I have a todo item to document this protocol on the recipes wiki page,
haven't gotten to it yet. Not sure how/if this matches what you've
done but we should sync up (also see below).

There has been some discussion on client side helper code in the past
however this is the first contribution. We need to make some decisions
and outline what/how we will accept.

1) I think we should have a
"contrib/recipes/{java/{main,test}/org/apache/zookeeper/... ,c/,...}"
hierarchy for contributions that implement recipes, including any
helper code

2) We should first document recipes on the wiki, then implement them
in the code
The code should fully document the api/implementation, and refer to
wiki page for protocol specifics.

3) What should we do relative to ZK releases. Are recipes included in
a release? Will bugs in recipes hold up a release?

My initial thought is that contrib is available through svn, but not
included in the release. If users want to access/use this code they
will be required to checkout/build themselves. (at least initially)

4) We will not require "parody" btw the various client languages.
Currently we support Java/C clients, we will be adding various
scripting languages soon. Contributions will be submitted for various
clients (James' submission is for java), that will be placed into
contrib, if someone else contributes C bindings (etc...) we will add
those to contrib/recipes as well.

5) Implementations should strive to implement similar recipe protocols
(see 2 above, a good reason to document before implement). There may
be multiple, different, protocols each with their own implementation,
but for a particular protocol the implementations should be the same.

We may want to stress 5 even more - if multiple clients
implementations (c/java/...) are participating in a single instance of
leader election it will be CRITICAL for them to be inter-operable.

Comments, questions, suggestion?


James Strachan wrote:
So having recently discovered ZooKeeper, I'm really liking it - good
job folks!

I've seen discussions of building high level features from the core ZK
library and had not seen any available on the interweb so figured I'd
have a try creating a simple one. Feel free to ignore it if a ZK ninja
can think of a neater way of doing it - I've basically followed the
protocol defined in the recent ZK presentation...

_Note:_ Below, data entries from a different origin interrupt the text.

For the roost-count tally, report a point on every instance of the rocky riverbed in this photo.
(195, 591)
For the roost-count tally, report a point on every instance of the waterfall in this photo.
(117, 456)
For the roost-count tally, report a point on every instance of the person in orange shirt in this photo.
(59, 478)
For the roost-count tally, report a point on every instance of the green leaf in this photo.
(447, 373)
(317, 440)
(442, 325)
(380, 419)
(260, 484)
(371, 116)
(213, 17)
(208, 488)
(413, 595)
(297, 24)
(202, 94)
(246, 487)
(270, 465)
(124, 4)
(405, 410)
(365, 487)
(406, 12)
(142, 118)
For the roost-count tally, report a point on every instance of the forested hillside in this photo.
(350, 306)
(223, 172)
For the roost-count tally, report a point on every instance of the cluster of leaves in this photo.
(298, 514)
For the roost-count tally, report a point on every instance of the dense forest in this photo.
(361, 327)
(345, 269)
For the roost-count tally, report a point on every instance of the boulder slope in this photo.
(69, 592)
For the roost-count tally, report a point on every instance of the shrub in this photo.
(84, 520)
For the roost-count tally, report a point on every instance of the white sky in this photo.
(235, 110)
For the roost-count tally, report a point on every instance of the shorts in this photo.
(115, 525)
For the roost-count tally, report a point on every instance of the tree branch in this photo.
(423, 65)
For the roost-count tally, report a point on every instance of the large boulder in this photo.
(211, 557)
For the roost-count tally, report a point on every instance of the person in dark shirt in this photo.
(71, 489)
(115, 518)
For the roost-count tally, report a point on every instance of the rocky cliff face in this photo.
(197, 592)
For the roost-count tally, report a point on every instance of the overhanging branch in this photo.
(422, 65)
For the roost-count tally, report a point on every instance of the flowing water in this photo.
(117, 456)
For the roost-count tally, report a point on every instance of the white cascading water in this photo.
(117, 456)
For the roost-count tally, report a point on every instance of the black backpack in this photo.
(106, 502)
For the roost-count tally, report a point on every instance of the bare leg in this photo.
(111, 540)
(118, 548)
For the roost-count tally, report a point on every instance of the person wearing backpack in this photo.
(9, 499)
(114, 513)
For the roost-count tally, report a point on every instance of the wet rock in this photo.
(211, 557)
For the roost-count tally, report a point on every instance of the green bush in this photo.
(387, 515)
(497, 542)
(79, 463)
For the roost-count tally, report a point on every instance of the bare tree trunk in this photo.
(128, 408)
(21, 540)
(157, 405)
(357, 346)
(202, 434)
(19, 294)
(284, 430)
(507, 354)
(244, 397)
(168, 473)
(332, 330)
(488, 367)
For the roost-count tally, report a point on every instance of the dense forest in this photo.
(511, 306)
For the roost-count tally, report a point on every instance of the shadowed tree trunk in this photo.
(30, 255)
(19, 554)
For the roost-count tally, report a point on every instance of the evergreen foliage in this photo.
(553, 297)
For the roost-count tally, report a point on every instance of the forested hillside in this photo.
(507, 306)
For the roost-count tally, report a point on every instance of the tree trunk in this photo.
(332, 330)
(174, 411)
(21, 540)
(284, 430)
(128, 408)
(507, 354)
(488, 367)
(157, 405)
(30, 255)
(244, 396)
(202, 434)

I've submitted the code as a patch here...

I figured the Java Client might as well come with some helper code to
make doing things like exclusive locks or leader elections easier; we
could always spin them out into a separate library if and when
required etc. Right now its one fairly simple class :)

Currently its a simple class where you can register a Runnable to be
invoked when you have the lock; or you can just keep asking if you
have the lock now and again as you see fit etc.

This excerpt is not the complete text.